Miscellaneous issues with functions

  1. Data objects are primarily used by applying functions to them, rather than by sending them some messages. Objects themselves are applied only to access their core functionality, e.g. to access fields of a record.
  2. In case of a generic interface common to several types with different implementations, the functions specified by the interface are realized by generic functions, which dispatch their implementation on the types of arguments. In particular many operators are generic functions.
  3. New objects are constructed by applying functions which are designed to return new objects, rather than by using some distinct syntactic notion of constructors.
  4. There is a single most important equality operator ==, which generally compares values of immutable objects and identity of mutable objects, and can also be defined manually for particular types.
  5. The comparison used for sorting, for dictionary lookup, and the corresponding hash function, are generally specified once per type, not once per sorting operation or once per dictionary.
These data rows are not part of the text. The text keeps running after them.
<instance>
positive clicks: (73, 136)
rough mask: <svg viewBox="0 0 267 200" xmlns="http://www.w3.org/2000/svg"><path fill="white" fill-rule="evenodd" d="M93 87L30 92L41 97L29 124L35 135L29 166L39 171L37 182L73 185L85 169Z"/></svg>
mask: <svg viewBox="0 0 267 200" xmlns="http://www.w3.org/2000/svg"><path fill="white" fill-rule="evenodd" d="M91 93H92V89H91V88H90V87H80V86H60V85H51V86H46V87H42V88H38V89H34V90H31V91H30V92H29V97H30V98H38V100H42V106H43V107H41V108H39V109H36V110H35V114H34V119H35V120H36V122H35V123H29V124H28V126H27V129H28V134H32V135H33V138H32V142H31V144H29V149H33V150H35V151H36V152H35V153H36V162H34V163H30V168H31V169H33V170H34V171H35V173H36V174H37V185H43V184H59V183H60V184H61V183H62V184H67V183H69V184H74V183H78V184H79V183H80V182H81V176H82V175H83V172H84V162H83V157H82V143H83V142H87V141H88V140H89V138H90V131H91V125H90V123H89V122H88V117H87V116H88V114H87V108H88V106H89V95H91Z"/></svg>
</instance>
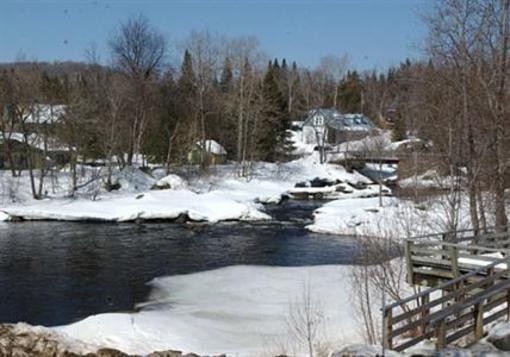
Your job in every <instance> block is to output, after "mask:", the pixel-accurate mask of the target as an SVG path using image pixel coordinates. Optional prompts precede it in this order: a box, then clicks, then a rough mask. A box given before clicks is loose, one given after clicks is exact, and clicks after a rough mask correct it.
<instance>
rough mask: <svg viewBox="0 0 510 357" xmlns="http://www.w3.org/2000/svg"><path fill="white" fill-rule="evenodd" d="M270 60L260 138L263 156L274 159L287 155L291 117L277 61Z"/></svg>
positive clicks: (288, 143)
mask: <svg viewBox="0 0 510 357" xmlns="http://www.w3.org/2000/svg"><path fill="white" fill-rule="evenodd" d="M275 62H276V63H275V64H271V62H269V64H268V68H267V71H266V73H265V76H264V79H263V82H262V94H263V98H264V105H265V108H264V109H265V110H264V113H263V123H262V124H263V126H262V128H261V134H262V135H261V136H260V139H259V150H260V154H261V158H262V159H263V160H267V161H274V160H276V159H277V158H280V157H281V156H283V155H285V154H286V152H287V151H288V149H289V137H288V134H287V129H288V128H289V127H290V118H289V114H288V112H287V110H286V101H285V98H284V96H283V95H282V92H281V91H280V88H279V85H278V80H277V77H276V71H277V70H279V67H277V61H276V60H275Z"/></svg>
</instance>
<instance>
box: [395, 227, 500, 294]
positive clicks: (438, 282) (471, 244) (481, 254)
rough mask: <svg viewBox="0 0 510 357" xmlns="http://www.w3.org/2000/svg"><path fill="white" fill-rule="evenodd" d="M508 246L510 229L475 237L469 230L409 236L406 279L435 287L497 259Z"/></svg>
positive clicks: (456, 277)
mask: <svg viewBox="0 0 510 357" xmlns="http://www.w3.org/2000/svg"><path fill="white" fill-rule="evenodd" d="M508 247H510V240H509V236H508V232H495V231H494V232H491V233H487V234H484V235H478V236H474V235H473V234H472V231H471V230H466V231H458V232H453V233H450V232H447V233H442V234H435V235H428V236H422V237H417V238H410V239H406V240H405V253H404V254H405V263H406V268H407V282H408V283H409V284H412V285H428V286H435V285H437V284H439V283H441V282H444V281H447V280H450V279H454V278H457V277H459V276H460V275H461V274H462V273H466V272H470V271H473V270H477V269H478V268H479V267H480V266H482V265H487V264H490V263H491V262H494V261H496V260H498V259H499V258H500V257H501V253H506V252H507V249H508ZM507 256H508V254H507Z"/></svg>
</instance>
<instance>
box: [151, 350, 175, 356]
mask: <svg viewBox="0 0 510 357" xmlns="http://www.w3.org/2000/svg"><path fill="white" fill-rule="evenodd" d="M147 357H182V352H181V351H173V350H168V351H158V352H152V353H151V354H150V355H148V356H147Z"/></svg>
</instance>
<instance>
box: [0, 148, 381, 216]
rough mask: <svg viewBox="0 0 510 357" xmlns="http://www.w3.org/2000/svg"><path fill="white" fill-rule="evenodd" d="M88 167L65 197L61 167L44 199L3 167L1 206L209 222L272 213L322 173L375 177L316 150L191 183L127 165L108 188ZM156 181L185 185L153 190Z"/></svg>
mask: <svg viewBox="0 0 510 357" xmlns="http://www.w3.org/2000/svg"><path fill="white" fill-rule="evenodd" d="M85 170H88V171H85V175H84V177H83V178H82V179H81V182H80V183H79V190H78V191H77V192H76V193H75V196H74V199H69V198H66V197H67V195H68V194H69V187H70V186H69V185H70V182H71V180H70V175H69V173H68V172H61V173H59V175H57V177H56V179H55V180H53V181H52V180H50V178H48V179H47V180H46V183H45V189H46V188H49V189H50V191H48V190H46V191H45V192H46V194H45V197H46V199H44V200H42V201H35V200H33V199H32V198H30V196H31V194H30V191H29V184H28V177H26V176H23V177H20V178H16V179H15V180H12V179H10V178H9V177H8V174H7V173H3V174H2V175H3V176H2V178H1V180H0V184H1V185H2V186H6V187H5V190H2V192H1V193H0V196H1V197H0V198H1V200H0V205H1V206H0V211H4V212H5V213H7V214H9V215H12V216H19V217H22V218H24V219H27V220H29V219H30V220H36V219H50V220H73V221H78V220H101V221H132V220H136V219H147V220H148V219H173V218H176V217H178V216H179V215H181V214H186V215H187V216H188V217H189V218H190V219H192V220H200V221H210V222H217V221H219V220H255V219H269V218H270V217H269V216H267V215H266V214H264V213H263V212H262V211H261V209H262V206H261V205H259V204H258V203H269V202H279V201H280V200H281V198H282V195H284V194H288V193H289V192H290V191H291V190H292V189H293V188H294V185H295V183H296V182H300V181H306V180H311V179H313V178H316V177H319V178H323V179H328V180H331V181H335V180H340V181H342V182H343V183H349V182H350V183H359V182H362V183H365V184H370V183H371V181H370V180H369V179H367V178H366V177H365V176H363V175H361V174H359V173H357V172H354V173H349V172H347V171H346V170H345V169H344V168H343V167H342V166H339V165H333V164H320V162H319V157H318V153H313V154H311V155H309V156H307V157H304V158H300V159H298V160H295V161H291V162H288V163H284V164H274V163H254V164H253V167H252V169H251V172H250V174H249V175H248V176H247V177H239V175H238V174H239V171H240V170H239V167H238V166H237V165H219V166H214V167H211V169H210V171H209V173H206V174H203V173H196V174H195V175H191V177H190V178H189V180H188V181H189V184H188V188H187V189H186V188H185V183H184V181H183V180H181V179H180V178H179V177H178V176H175V175H172V176H166V177H165V175H166V172H165V171H163V170H159V171H155V172H153V173H152V175H153V176H154V177H153V176H151V175H148V174H146V173H144V172H142V171H141V170H139V169H136V168H126V169H124V170H122V171H120V172H115V173H114V175H113V177H112V183H113V184H119V185H120V188H119V189H118V190H115V191H111V192H107V191H106V190H105V188H104V181H105V178H104V172H101V171H100V170H97V169H95V170H92V169H89V168H86V169H85ZM158 178H160V180H159V181H158ZM158 182H159V183H162V182H166V183H170V185H171V186H172V187H174V185H175V186H177V187H179V188H181V189H180V190H179V191H175V190H170V191H167V190H163V191H161V192H154V191H150V188H151V187H153V186H154V184H156V183H158ZM0 188H1V187H0ZM330 190H331V189H330ZM374 190H375V189H374ZM350 191H352V192H351V194H350V195H351V196H352V197H359V196H365V195H367V194H366V193H368V192H369V191H370V189H369V190H362V191H363V192H361V190H360V192H357V190H355V189H350ZM11 193H12V194H11ZM13 201H14V202H13ZM2 206H3V207H2Z"/></svg>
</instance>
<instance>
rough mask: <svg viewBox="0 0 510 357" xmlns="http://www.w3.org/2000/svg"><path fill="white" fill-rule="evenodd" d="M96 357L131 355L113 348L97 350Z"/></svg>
mask: <svg viewBox="0 0 510 357" xmlns="http://www.w3.org/2000/svg"><path fill="white" fill-rule="evenodd" d="M95 356H97V357H129V355H127V354H125V353H124V352H121V351H119V350H116V349H113V348H101V349H100V350H97V352H96V354H95Z"/></svg>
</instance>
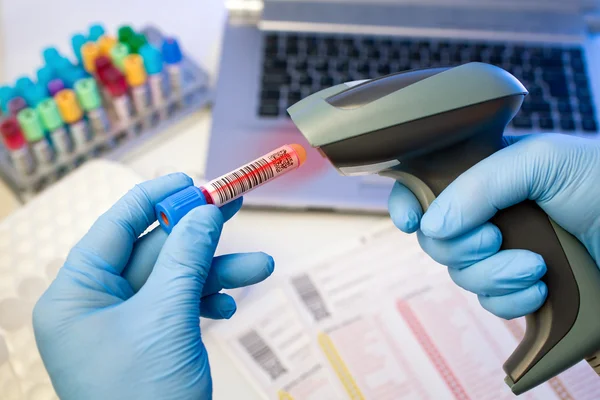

Instead, these operations take a transformation function which extracts or transforms the part of the key used for comparison.
  6. Locking and unlocking synchronization objects, blocking and unblocking asynchronous signals, changing values of dynamic variables (usually), installing signal handlers (usually) are done for the duration of execution of given code, not as a permanent effect of an imperative operation.

Syntax

  1. Names are case-sensitive.
  2. Function application is denoted by separating the function from the arguments and the arguments from one another with spaces, but functions are not curried; all arguments are passed at once and the function can determine how many of them were given.
  3. Breaking of program text into lines and indentation are insignificant. Definitions and statements are separated by semicolons.
  4. Mutable variables are first-class objects. The meaning of accessing particular variables or accessing fields of an object can be programmed.
  5. The set of operators with their priorities is fixed, which makes possible to parse a module independently of the contents of other modules. You can make your own binary operators from ordinary names with a fixed priority (they look like %Foo or Foo%).
  6. The only keyword is the underscore. Other identifier-like names which are used in core syntactic constructs are macros, and these names can be redefined.
  7. Parentheses () are used for grouping subexpressions and subpatterns. Brackets [] are used for making and matching lists. Braces {} are used for delimiting other parts of the syntax (function bodies, if and case branches, object definitions etc.).

Conventions

  1. Most global names are written LikeThis, except type names which are LIKE_THIS (because they often coexist with a function or constant of similar name) and names or important macros like let and if. Local names and field names are usually written likeThis.
  2. In the author’s opinion the indentation width of 3 spaces looks nice. Since the standard tab width, 8, is not even divisible by 3, tabs are better avoided. Using a non-standard tab width would be evil.